[The reader will easily supply for himself appropriate stage-directions.]

But of all these comic characters none developed so excellent a genius for winning laughter as the Shepherds who 'watched their flocks by night, all seated on the ground'. To see them at their best we must turn to the Wakefield (or Towneley) Miracle Play and read the pastoral scene (or, rather, two scenes) there. Here we come face to face with rustics pure and simple, downright moorland shepherds, homely, grumbling, coarsely clad, warm-hearted, abashed by a woman's tongue, rough in their sports. The real old Yorkshire stock of nearly six hundred years ago rises into life as we read.

In the first scene a beginning is made by the entrance of a single shepherd, grumpy, frost-bitten, and growling rebelliously against the probably widely resented practice of purveyance whereby a nobleman might exact from his farm-tenantry provisions and service for his needs, even though the farmer's own land should suffer from neglect in consequence. Thus he says,

No wonder, as it standys, if we be poore,
For the tylthe of oure landys lyys falow as the floore,
As ye ken.
We ar so hamyd[27],
For-taxed[28] and ramyd[29],
We ar mayde hand-tamyd,
Withe thyse gentlery men.
Thus they refe[30] us oure rest, Oure Lady theym wary[31]!
These men that ar lord-fest, thay cause the ploghe tary.
That men say is for the best we fynde it contrary.
Thus ar husbandys opprest, in pointe to myscary,
On lyfe.

By way of excuse for his grumblings he adds in conclusion,

It dos me good, as I walk thus by myn oone,
Of this warld for to talk in maner of mone.

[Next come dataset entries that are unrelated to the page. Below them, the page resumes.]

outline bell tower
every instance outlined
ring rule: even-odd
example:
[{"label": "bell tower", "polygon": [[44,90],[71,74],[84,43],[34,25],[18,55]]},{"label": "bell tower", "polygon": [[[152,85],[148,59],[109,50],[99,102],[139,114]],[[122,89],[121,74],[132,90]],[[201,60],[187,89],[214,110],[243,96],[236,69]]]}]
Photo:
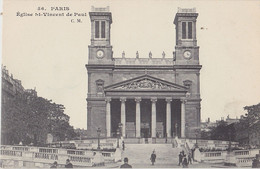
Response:
[{"label": "bell tower", "polygon": [[176,64],[198,65],[199,47],[197,46],[196,21],[198,13],[196,8],[178,8],[174,24],[176,26]]},{"label": "bell tower", "polygon": [[113,64],[113,52],[110,44],[112,15],[109,7],[95,8],[89,12],[91,20],[91,44],[89,45],[89,64]]},{"label": "bell tower", "polygon": [[[106,101],[104,86],[111,85],[114,59],[110,43],[112,15],[109,7],[92,7],[89,12],[91,21],[91,43],[88,46],[88,94],[87,94],[87,129],[91,137],[106,134]],[[97,120],[98,119],[98,120]]]},{"label": "bell tower", "polygon": [[[200,128],[200,69],[199,46],[197,46],[196,8],[178,8],[176,27],[175,81],[188,89],[185,97],[185,135],[195,137]],[[192,119],[192,120],[191,120]]]}]

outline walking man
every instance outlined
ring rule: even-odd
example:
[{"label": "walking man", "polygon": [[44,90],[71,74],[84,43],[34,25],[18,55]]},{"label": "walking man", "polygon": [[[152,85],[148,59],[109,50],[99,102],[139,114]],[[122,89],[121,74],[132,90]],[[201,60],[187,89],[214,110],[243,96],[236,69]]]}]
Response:
[{"label": "walking man", "polygon": [[192,164],[191,163],[191,159],[192,159],[192,155],[191,155],[191,153],[189,153],[189,155],[188,155],[188,164]]},{"label": "walking man", "polygon": [[182,152],[180,152],[179,154],[179,164],[178,166],[180,166],[182,164],[182,158],[183,158],[183,155],[182,155]]},{"label": "walking man", "polygon": [[188,160],[186,155],[183,155],[182,168],[188,168]]},{"label": "walking man", "polygon": [[151,158],[150,158],[152,165],[154,165],[155,159],[156,159],[156,154],[155,154],[155,150],[153,150],[153,153],[151,154]]},{"label": "walking man", "polygon": [[123,148],[123,151],[125,151],[125,142],[122,141],[122,148]]}]

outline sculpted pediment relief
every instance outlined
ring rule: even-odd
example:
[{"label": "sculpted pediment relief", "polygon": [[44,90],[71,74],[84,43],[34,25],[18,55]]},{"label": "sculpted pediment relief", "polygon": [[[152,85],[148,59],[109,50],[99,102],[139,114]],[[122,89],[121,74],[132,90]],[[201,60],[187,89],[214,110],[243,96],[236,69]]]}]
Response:
[{"label": "sculpted pediment relief", "polygon": [[150,75],[140,76],[114,85],[105,87],[105,90],[174,90],[186,91],[184,86],[167,82]]},{"label": "sculpted pediment relief", "polygon": [[170,90],[172,87],[167,84],[163,84],[158,81],[152,81],[149,79],[144,79],[140,81],[134,81],[128,84],[124,84],[115,89],[166,89]]}]

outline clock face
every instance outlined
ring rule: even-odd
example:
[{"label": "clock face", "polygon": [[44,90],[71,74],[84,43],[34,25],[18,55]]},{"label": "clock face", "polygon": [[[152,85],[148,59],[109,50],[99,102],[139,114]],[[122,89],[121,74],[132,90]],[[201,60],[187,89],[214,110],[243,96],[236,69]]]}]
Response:
[{"label": "clock face", "polygon": [[191,59],[191,52],[186,50],[184,53],[183,53],[183,56],[185,59]]},{"label": "clock face", "polygon": [[97,58],[103,58],[103,56],[104,56],[104,52],[103,52],[103,50],[98,50],[97,51]]}]

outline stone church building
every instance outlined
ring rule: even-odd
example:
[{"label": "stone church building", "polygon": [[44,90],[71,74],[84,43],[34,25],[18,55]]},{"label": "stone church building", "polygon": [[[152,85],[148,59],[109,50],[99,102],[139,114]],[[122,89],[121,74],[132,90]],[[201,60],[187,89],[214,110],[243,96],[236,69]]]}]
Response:
[{"label": "stone church building", "polygon": [[[112,14],[94,8],[89,45],[87,130],[89,137],[194,138],[200,126],[200,69],[196,9],[179,8],[171,58],[113,56]],[[174,30],[173,30],[174,31]]]}]

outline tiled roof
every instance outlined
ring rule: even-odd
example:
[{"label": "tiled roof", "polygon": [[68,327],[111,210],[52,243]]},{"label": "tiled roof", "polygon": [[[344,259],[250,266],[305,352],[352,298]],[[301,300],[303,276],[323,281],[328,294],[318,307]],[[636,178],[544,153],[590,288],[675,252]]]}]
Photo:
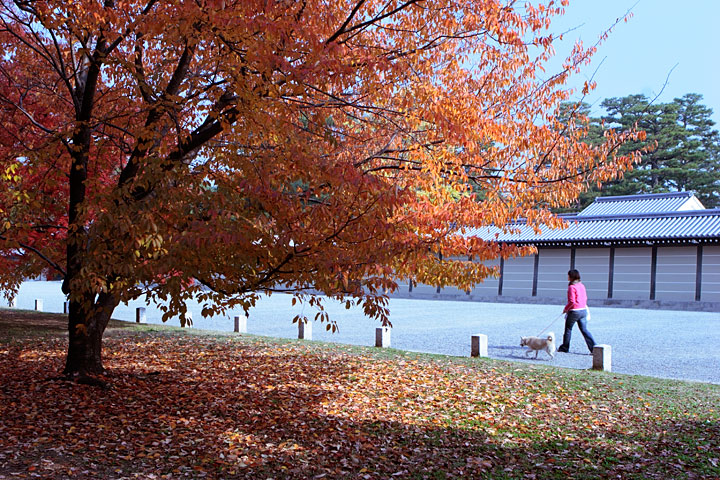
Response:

The second shepherd, who enters next, has other grounds for discontent. He, poor man, has a vixen for a wife.

As sharp as thystille, as rugh as a brere,
She is browyd lyke a brystylle, with a sowre loten chere;
Had she oones well hyr whystyll she couth syng fulle clere
Hyr pater noster.
She is as greatt as a whalle
She has a galon of galle.

Conversation opens between the two, but rapidly comes to a dispute. Fortunately the timely arrival of a third shepherd dissipates the cloud, and they are quite ready to hear his complaints—this time of wide-spreading floods—coupled with further reflections on the hard conditions of a shepherd's lot. By this time the circle is complete, and a good supper and song are produced to ratify the general harmony. But now enters the element of discord which forms the pivot of the second scene. Mak, a boorish fellow shrewdly suspected of sheep stealing, joins them, and, after some chaffing, is allowed to share their grassy bed. In the night he rises, picks out the finest ram from the flock, drives it home, and hides it in the cradle. He then returns to his place between two of the shepherds. As he foresaw, morning brings discovery, suspicion and search. The three shepherds proceed to Mak's home, only to be confronted with the well concocted story that his wife, having just become the mother of a sturdy son, must on no account be disturbed. On this point apparently a compromise is effected, the search to be executed on tip-toe, for the shepherds do somewhat poke and pry about, yet under so sharp a fire of abuse as to render them nervous of pressing their investigations too closely. Thus they pass the cradle by, and all would have gone well with Mak but for that same warm-heartedness of which we spoke earlier. They are already out of the house when a true Christmas thought flashes into the mind of one of them.

1st Shepherd. Gaf ye the chyld any thyng?